Selain itu, dia juga mendesak ASEAN untuk menekan Myanmar agar menghentikan praktik genosida terhadap etnis Rohingya. Bila dalam waktu yang dipandang cukup hal tersebut tidak dilakukan oleh Myanmar, maka wajar bagi ASEAN untuk mempertimbangkan pembekuan keanggotaan negara tersebut di Asean. Karena besarnya jumlah korban, ASEAN perlu untuk tidak mengedepankan prinsip non-intervensi dan menggantinya dengan keharusan untuk ikut bertanggung jawab atas nasib dan melindungi etnis Rohingya.

“Kami meminta pemerintah Republik Indonesia untuk mengevaluasi kebijakan diplomasi sunyi yang selama ini diterapkan kepada Myanmar karena terbukti tidak berhasil mendesak Myanmar mengakhiri praktik-praktik genosida terhadap etnis Rohingya,” tegasnya.

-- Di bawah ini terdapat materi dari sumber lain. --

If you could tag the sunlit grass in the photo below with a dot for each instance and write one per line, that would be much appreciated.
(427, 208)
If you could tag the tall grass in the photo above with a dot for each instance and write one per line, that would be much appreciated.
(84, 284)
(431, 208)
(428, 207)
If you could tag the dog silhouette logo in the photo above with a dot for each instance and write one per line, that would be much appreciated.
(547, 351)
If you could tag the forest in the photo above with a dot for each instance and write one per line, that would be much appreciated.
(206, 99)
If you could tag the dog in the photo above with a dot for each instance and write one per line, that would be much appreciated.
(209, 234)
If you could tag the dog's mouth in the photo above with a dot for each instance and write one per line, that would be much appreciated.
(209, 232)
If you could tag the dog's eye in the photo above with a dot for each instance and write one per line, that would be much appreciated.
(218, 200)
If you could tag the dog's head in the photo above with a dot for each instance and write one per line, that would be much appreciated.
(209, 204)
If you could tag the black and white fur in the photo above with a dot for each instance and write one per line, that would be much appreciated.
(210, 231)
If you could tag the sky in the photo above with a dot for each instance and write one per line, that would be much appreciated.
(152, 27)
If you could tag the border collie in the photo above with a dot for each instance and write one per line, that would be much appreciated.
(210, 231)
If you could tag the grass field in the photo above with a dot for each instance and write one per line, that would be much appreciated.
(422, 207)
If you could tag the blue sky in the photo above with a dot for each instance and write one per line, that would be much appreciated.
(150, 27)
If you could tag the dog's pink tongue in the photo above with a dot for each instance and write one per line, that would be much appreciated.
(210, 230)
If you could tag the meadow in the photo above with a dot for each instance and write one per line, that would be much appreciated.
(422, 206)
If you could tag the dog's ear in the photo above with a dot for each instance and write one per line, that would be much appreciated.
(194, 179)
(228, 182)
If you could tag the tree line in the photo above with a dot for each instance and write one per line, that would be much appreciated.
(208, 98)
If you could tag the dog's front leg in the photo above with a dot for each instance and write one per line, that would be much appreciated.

“Kami juga mendesak Mahkamah Kejahatan Internasional untuk mengadili pihak-pihak yang bertanggung jawab atas praktek genosida terhadap etnis Rohingya di Myanmar,” imbuhnya.

Terakhir dia meminta para aktivis HAM dan kemanusiaan di seluruh dunia untuk memberikan perhatian serius terhadap kasus genosida etnis Rohingya sehingga tragedi bisa diakhiri. Muhammadiyah bersedia menjadi leading sector di dalam mengorganisasikan kegiatan masyarakat ASEAN dan dunia pada umumnya untuk menggalang bantuan dan dukungan kemanusiaan bagi etnis rohingya.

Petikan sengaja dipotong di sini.